The Many Uses of a Light Curve
One of the main ways that exoplanet scientists search for planets is with a technique called the transit method. They monitor the brightness of a star, looking for a dip in that brightness. This dip can be caused by a planet passing, or “transiting,” in front of the star as seen from Earth. However, this graph of the brightness of the star — called a light curve — can also be used to detect other celestial happenings. Astronomers have used light curves to study binary star systems, supernovae, and — in the case of today’s authors — starspots!
A Light Curve of Interest
Today’s authors studied the light curve of a star called KOI-340, where KOI stands for Kepler Object of Interest. KOIs are stars that were observed by the Kepler space telescope and are suspected to host exoplanets. This particular KOI is a subgiant star, which means that it is brighter than a normal main-sequence star, but it is not as bright as a giant star. KOI-340 also hosts a smaller, colder M dwarf companion, making it a binary star system.

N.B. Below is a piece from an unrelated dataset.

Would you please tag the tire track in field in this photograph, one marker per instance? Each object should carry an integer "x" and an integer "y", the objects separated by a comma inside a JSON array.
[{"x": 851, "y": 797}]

The light curve of KOI-340 was of interest to today’s author because the depth of the planet’s transit is shallower than it should be if the star did not have any starspots. They therefore used a modeling code called STarSPot (STSP), which is publicly available on github, to model 36 transits of the planet orbiting KOI-340 to show evidence of starspots on the surface of the star. They found that the average size of the starspots is roughly 10% the size of the star, which would make these starspots some of the largest ever recorded (Figure 1).
The authors even found a starspot as large as 16% the size of the star (Figure 2)!
In a different transit, the authors found an additional dip in their fit, indicating the presence of a bright spot on KOI-340 followed by a dark spot (Figure 3).
This work shows that starspots are simply a nuisance to exoplanet scientists; they are also a window into the life and evolution of the star itself. For example, the authors of today’s paper were able to conclude that the increased activity on KOI-340 as compared to the Sun is likely due to its faster rotation and/or its increasing convection zone size as it evolves from a main-sequence star into a red giant star.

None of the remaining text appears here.